I could easily pick a more selective set of linguistic “skills” and vocabulary terms that encompasses a more honed-in assessment that could be graded by actual experts and used to better determine language comprehension and reasoning. This could also eventually translate towards other jargon in other specified domains as we get a better grasp of how these models appear to understand things.
As we saw with AlphaGeometry as well, training a model for a particular skill (using qualitative data made from domain experts) allows it to extrapolate such skills for use in problems/queries it hasn’t seen before.

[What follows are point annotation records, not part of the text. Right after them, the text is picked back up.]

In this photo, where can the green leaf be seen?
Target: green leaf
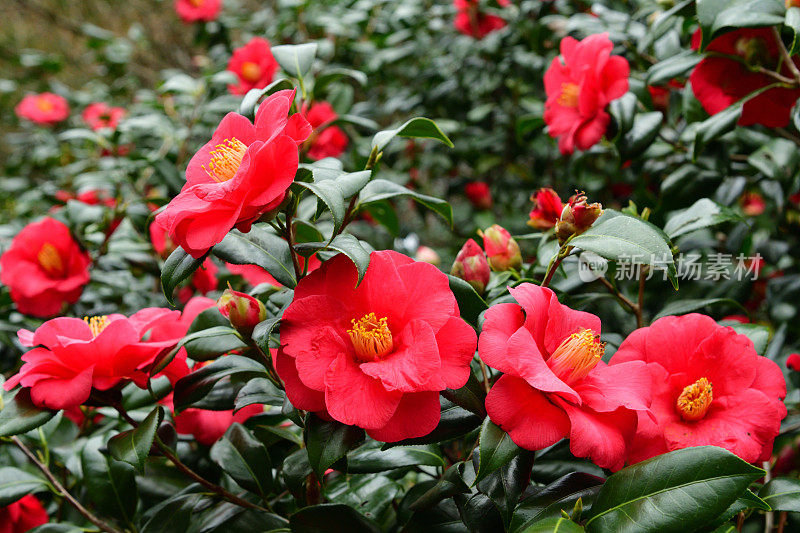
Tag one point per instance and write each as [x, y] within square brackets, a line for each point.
[369, 460]
[419, 127]
[178, 266]
[703, 213]
[331, 518]
[196, 386]
[211, 343]
[551, 525]
[616, 236]
[792, 21]
[676, 66]
[18, 414]
[245, 459]
[248, 105]
[346, 244]
[716, 16]
[782, 494]
[560, 495]
[259, 247]
[641, 135]
[259, 390]
[16, 483]
[682, 307]
[295, 59]
[701, 482]
[496, 449]
[327, 441]
[133, 446]
[470, 303]
[110, 485]
[380, 189]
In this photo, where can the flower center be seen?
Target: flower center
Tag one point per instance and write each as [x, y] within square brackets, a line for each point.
[44, 104]
[96, 324]
[251, 71]
[577, 355]
[695, 399]
[50, 260]
[371, 338]
[569, 95]
[225, 159]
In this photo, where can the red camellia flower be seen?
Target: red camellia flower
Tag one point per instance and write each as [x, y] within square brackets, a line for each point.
[554, 383]
[470, 20]
[479, 194]
[375, 355]
[718, 81]
[579, 85]
[70, 356]
[195, 10]
[43, 108]
[709, 388]
[546, 210]
[240, 174]
[44, 268]
[254, 64]
[326, 140]
[22, 515]
[101, 115]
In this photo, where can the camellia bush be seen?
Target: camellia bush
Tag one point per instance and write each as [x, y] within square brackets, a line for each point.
[421, 266]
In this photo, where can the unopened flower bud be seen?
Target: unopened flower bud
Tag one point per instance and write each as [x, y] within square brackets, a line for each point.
[546, 210]
[428, 255]
[578, 216]
[242, 310]
[471, 266]
[501, 249]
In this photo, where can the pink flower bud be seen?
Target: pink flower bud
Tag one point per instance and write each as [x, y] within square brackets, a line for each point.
[501, 249]
[242, 310]
[578, 216]
[546, 210]
[428, 255]
[471, 266]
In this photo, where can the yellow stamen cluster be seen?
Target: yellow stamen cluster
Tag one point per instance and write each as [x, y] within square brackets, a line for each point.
[695, 399]
[225, 159]
[96, 324]
[371, 337]
[577, 355]
[251, 71]
[50, 259]
[569, 95]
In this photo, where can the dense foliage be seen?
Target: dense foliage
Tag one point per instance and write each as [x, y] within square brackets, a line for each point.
[365, 265]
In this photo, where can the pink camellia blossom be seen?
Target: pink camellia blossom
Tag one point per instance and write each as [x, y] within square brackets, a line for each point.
[240, 174]
[44, 268]
[254, 65]
[43, 108]
[327, 140]
[579, 84]
[375, 354]
[100, 115]
[709, 387]
[555, 384]
[70, 357]
[22, 515]
[198, 10]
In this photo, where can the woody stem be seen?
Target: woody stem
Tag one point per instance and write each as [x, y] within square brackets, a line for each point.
[62, 491]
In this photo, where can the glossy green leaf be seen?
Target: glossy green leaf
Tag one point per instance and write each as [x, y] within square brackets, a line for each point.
[701, 481]
[133, 446]
[619, 237]
[245, 459]
[420, 127]
[327, 441]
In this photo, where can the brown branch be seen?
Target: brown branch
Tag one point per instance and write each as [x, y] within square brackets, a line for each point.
[62, 491]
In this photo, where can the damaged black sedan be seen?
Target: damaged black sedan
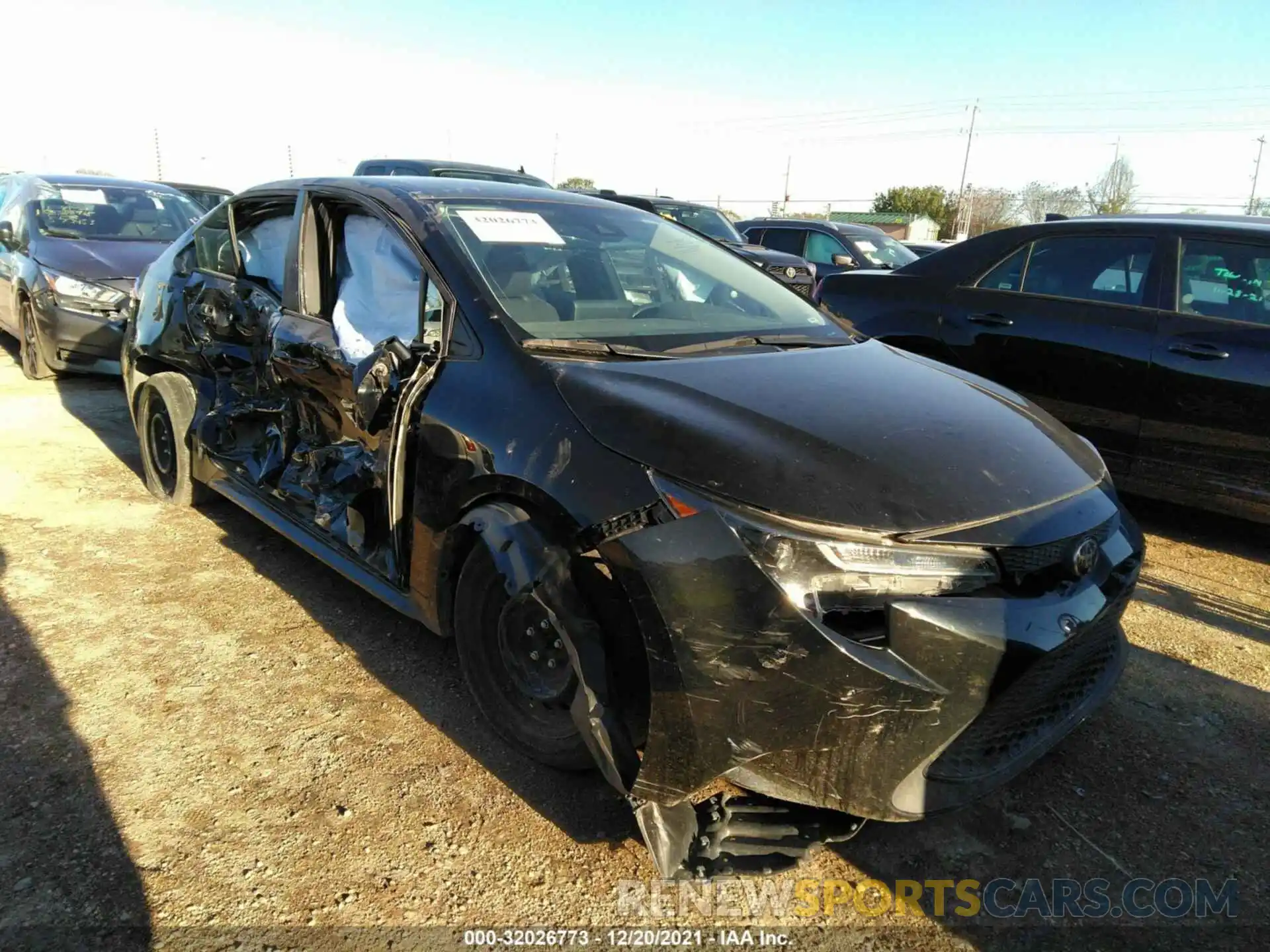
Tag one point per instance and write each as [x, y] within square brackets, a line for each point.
[683, 526]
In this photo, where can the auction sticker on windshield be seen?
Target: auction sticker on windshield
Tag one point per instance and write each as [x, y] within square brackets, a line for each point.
[84, 196]
[509, 227]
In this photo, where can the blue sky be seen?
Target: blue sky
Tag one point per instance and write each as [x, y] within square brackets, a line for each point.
[698, 99]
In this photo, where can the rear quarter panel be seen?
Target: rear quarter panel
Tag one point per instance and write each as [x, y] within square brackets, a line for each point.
[900, 309]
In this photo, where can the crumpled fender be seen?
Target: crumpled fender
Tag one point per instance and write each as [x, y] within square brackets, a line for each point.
[539, 568]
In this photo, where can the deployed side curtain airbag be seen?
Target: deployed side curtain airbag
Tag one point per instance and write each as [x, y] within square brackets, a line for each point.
[265, 251]
[379, 295]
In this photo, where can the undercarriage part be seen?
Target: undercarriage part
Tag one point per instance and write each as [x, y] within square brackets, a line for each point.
[730, 834]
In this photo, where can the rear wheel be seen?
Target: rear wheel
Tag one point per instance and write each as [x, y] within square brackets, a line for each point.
[516, 666]
[164, 415]
[33, 364]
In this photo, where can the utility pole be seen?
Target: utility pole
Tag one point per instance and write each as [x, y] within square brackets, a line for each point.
[1256, 171]
[966, 163]
[785, 206]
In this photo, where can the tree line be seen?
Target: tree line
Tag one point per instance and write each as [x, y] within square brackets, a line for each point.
[990, 208]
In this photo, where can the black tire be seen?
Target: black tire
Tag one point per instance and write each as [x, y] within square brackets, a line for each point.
[484, 617]
[33, 365]
[164, 413]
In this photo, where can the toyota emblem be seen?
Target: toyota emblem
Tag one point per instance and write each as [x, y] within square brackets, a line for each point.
[1083, 556]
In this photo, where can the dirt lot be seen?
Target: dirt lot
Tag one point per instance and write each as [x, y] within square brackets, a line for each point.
[206, 728]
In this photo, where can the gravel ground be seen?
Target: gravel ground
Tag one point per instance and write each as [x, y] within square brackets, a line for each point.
[211, 740]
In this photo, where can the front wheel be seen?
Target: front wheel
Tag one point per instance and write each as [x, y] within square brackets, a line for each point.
[516, 666]
[164, 415]
[33, 365]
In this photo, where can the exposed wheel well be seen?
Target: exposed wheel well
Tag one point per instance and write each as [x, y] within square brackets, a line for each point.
[597, 584]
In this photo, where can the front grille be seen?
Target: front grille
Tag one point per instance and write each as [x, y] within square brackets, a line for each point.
[1040, 706]
[1033, 559]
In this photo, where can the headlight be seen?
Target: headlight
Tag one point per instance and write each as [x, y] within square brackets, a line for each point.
[845, 571]
[83, 295]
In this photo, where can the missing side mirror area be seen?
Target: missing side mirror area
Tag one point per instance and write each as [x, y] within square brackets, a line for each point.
[378, 381]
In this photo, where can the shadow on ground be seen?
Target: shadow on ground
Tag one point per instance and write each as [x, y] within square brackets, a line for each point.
[66, 880]
[98, 403]
[423, 670]
[1206, 607]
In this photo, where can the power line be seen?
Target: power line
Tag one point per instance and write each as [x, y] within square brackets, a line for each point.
[1256, 171]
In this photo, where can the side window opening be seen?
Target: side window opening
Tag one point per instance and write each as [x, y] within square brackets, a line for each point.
[1224, 280]
[1007, 276]
[789, 240]
[214, 245]
[1090, 268]
[821, 248]
[263, 230]
[374, 287]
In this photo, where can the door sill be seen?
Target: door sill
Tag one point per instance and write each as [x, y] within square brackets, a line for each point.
[314, 545]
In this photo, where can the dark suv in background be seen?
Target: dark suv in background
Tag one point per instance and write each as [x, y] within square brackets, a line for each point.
[831, 247]
[70, 249]
[705, 220]
[1147, 334]
[448, 171]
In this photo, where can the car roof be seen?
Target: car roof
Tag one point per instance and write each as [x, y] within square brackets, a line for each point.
[813, 223]
[107, 180]
[429, 187]
[183, 186]
[444, 164]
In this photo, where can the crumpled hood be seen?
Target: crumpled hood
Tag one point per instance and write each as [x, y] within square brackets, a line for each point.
[97, 260]
[861, 436]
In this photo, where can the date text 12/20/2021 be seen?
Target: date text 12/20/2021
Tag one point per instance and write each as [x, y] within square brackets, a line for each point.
[625, 938]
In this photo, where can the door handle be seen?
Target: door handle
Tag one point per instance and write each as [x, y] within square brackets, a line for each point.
[992, 320]
[1201, 352]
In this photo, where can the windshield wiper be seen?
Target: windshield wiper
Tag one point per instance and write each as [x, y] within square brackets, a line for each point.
[759, 340]
[593, 348]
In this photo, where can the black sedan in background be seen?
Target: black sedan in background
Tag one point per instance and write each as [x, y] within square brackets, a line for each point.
[206, 197]
[786, 268]
[829, 245]
[71, 248]
[681, 524]
[1147, 334]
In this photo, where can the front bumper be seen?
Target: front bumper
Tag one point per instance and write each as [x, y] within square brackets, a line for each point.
[968, 692]
[78, 340]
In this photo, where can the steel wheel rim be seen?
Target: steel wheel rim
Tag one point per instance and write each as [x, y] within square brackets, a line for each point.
[524, 630]
[28, 339]
[161, 442]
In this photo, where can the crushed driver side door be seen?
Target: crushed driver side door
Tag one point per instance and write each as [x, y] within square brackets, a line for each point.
[351, 360]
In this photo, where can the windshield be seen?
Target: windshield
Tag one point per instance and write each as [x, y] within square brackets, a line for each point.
[106, 212]
[619, 274]
[701, 219]
[882, 251]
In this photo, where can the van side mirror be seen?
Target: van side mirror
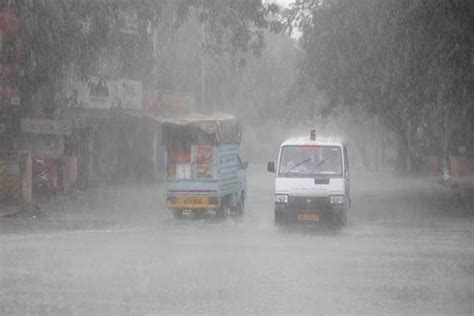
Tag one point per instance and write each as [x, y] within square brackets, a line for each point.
[271, 167]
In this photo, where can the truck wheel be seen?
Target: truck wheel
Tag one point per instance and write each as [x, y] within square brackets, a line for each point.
[341, 218]
[240, 207]
[278, 220]
[178, 214]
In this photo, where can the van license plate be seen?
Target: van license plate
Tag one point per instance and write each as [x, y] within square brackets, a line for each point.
[304, 217]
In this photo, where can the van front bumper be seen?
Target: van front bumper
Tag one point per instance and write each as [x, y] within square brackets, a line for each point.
[299, 208]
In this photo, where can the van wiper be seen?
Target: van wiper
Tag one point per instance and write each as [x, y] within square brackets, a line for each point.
[297, 165]
[318, 164]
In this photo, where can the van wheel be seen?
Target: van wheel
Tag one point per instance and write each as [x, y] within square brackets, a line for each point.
[220, 212]
[341, 218]
[240, 207]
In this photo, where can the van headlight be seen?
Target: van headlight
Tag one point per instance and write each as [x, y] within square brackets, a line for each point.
[336, 199]
[281, 198]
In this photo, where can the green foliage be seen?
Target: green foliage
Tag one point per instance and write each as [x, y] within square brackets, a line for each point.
[401, 60]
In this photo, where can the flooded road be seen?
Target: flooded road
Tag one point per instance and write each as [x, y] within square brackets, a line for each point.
[405, 250]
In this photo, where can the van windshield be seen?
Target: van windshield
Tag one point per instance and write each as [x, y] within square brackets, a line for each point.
[310, 161]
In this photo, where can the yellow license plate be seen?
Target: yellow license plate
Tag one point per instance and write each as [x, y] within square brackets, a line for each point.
[192, 200]
[308, 217]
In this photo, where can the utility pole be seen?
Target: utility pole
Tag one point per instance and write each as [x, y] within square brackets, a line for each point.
[203, 68]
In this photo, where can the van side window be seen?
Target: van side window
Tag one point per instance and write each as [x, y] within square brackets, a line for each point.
[346, 161]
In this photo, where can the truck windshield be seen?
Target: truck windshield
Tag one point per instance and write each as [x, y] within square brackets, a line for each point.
[310, 161]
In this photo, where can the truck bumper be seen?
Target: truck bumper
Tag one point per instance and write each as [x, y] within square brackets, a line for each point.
[190, 202]
[308, 209]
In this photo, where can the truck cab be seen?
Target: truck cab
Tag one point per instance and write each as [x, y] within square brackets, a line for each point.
[312, 180]
[204, 169]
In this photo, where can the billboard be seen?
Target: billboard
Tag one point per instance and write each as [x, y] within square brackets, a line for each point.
[102, 93]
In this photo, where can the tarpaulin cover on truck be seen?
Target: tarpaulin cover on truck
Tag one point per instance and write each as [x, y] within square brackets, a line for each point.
[202, 129]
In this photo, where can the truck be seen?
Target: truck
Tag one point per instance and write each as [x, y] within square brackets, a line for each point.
[312, 180]
[204, 168]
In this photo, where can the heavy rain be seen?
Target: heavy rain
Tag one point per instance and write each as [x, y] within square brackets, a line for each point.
[236, 157]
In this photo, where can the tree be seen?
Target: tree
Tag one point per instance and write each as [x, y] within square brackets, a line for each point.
[400, 60]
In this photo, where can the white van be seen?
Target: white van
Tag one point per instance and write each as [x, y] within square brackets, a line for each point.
[312, 180]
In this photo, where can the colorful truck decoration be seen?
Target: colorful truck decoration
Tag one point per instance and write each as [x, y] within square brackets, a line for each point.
[204, 168]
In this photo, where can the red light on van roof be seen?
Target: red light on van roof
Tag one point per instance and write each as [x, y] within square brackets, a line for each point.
[307, 149]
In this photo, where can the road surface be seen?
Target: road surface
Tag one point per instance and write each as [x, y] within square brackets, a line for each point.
[405, 250]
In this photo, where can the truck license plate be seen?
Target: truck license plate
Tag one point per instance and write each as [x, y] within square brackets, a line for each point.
[192, 200]
[305, 217]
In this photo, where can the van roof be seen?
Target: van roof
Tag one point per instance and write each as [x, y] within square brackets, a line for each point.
[320, 141]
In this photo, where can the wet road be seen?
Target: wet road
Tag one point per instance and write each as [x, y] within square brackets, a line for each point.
[405, 250]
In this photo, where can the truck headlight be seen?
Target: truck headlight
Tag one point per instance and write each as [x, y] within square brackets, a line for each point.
[336, 199]
[281, 198]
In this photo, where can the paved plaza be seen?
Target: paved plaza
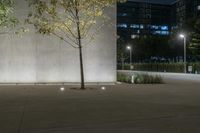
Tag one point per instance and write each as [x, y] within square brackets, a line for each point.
[173, 107]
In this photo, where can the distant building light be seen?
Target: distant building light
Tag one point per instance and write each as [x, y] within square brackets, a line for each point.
[164, 28]
[134, 36]
[198, 7]
[122, 14]
[160, 32]
[135, 26]
[122, 26]
[141, 26]
[154, 27]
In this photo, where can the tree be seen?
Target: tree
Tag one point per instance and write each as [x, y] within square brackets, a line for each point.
[7, 19]
[74, 21]
[121, 51]
[195, 38]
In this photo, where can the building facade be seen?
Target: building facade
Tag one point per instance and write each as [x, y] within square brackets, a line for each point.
[184, 10]
[35, 58]
[136, 19]
[142, 18]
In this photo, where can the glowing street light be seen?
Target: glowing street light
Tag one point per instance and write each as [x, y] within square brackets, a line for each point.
[130, 49]
[185, 59]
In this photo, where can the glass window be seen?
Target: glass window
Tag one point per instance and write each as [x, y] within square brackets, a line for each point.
[198, 7]
[135, 26]
[122, 25]
[164, 28]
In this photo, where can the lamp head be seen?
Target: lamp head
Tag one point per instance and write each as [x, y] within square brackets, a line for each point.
[128, 47]
[182, 36]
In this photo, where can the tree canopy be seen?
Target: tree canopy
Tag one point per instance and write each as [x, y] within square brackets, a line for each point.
[7, 19]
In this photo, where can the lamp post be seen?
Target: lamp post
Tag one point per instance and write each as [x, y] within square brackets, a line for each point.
[185, 59]
[130, 49]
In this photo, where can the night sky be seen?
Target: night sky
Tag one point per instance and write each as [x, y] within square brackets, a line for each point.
[157, 1]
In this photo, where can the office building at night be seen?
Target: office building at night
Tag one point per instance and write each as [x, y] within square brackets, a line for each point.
[136, 19]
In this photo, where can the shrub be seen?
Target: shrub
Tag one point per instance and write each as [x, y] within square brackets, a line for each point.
[147, 79]
[140, 79]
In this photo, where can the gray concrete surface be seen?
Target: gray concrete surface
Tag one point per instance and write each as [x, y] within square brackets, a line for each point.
[33, 58]
[165, 75]
[166, 108]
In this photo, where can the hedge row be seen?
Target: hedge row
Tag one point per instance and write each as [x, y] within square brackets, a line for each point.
[162, 67]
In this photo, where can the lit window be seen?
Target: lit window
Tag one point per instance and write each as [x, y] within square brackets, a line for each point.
[134, 36]
[141, 26]
[160, 32]
[164, 28]
[122, 26]
[122, 14]
[154, 27]
[198, 8]
[135, 26]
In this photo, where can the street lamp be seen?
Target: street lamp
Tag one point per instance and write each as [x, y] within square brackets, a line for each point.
[185, 59]
[130, 49]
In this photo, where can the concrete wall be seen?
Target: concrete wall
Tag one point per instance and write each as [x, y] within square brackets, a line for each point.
[34, 58]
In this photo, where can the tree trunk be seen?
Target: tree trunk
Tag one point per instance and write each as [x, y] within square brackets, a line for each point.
[80, 47]
[81, 68]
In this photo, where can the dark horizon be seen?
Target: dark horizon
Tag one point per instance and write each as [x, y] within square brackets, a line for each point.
[156, 1]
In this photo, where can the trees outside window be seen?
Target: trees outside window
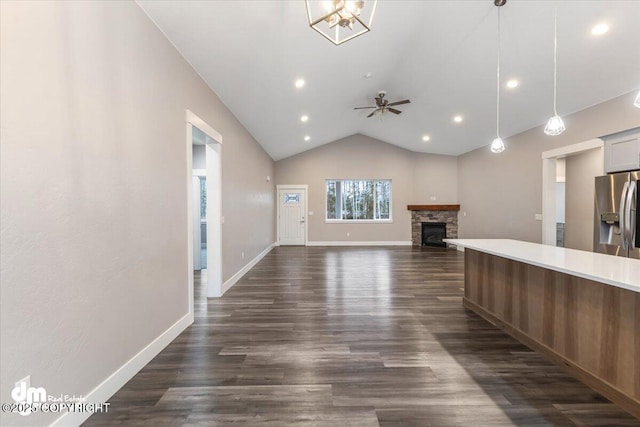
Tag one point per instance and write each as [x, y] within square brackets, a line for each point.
[353, 200]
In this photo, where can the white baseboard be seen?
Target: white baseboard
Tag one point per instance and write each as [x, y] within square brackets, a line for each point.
[361, 243]
[233, 279]
[103, 392]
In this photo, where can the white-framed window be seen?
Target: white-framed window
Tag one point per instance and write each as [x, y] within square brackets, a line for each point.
[358, 200]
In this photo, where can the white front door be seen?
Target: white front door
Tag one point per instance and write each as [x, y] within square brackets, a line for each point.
[291, 216]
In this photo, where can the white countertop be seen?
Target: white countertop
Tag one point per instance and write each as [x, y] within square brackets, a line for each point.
[609, 269]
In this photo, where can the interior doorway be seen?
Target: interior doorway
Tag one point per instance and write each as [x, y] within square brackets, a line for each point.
[292, 215]
[550, 197]
[204, 206]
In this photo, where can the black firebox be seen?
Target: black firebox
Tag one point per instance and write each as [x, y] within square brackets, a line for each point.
[433, 233]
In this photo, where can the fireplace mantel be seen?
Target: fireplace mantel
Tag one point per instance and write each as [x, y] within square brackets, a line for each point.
[433, 207]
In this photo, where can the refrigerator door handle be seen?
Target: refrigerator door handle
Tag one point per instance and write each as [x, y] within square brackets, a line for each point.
[631, 191]
[623, 219]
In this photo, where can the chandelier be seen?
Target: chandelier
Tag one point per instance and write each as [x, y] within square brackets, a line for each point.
[340, 20]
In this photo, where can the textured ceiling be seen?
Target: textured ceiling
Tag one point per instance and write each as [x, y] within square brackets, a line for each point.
[440, 54]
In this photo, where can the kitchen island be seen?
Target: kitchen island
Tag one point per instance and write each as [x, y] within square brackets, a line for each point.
[580, 309]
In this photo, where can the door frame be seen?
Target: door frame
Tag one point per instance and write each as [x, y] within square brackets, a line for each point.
[214, 207]
[549, 159]
[303, 187]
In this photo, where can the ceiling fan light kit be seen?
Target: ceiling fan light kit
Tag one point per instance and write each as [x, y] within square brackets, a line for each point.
[341, 20]
[383, 105]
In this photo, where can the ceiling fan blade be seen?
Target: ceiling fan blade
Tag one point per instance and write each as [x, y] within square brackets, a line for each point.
[406, 101]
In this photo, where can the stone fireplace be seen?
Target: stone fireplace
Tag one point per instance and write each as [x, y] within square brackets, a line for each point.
[434, 217]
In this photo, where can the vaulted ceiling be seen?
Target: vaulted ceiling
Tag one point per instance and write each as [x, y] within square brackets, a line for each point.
[440, 54]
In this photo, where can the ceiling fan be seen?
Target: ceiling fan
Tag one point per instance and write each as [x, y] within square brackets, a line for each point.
[383, 105]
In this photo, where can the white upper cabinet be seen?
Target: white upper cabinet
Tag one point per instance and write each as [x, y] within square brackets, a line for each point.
[622, 151]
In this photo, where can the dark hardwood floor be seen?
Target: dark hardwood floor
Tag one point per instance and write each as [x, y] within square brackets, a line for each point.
[351, 337]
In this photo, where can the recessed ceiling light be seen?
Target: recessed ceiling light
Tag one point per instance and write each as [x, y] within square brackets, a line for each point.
[513, 83]
[600, 29]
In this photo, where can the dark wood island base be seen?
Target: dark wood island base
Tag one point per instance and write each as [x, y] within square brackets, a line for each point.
[591, 329]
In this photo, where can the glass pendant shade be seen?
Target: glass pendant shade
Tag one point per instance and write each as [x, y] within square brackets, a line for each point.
[341, 20]
[555, 126]
[497, 146]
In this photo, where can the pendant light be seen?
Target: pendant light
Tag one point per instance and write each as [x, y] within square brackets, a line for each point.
[497, 146]
[555, 125]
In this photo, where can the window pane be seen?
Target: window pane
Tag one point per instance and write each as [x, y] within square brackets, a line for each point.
[203, 198]
[358, 199]
[383, 199]
[331, 200]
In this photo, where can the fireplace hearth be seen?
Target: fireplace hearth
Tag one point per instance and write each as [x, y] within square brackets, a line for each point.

With this particular evaluation technique, one could both assess and fine-tune for particular skills they have domain knowledge in that’s harder to make training data for, potentially improving both its comprehension and usefulness.
Effort to provide some further evaluation can be admired, but the target should be efficacy in obedience and problem-solving.
I think there’s a big jump here that helps me to explain why I find this kind of research, while imperfect, important.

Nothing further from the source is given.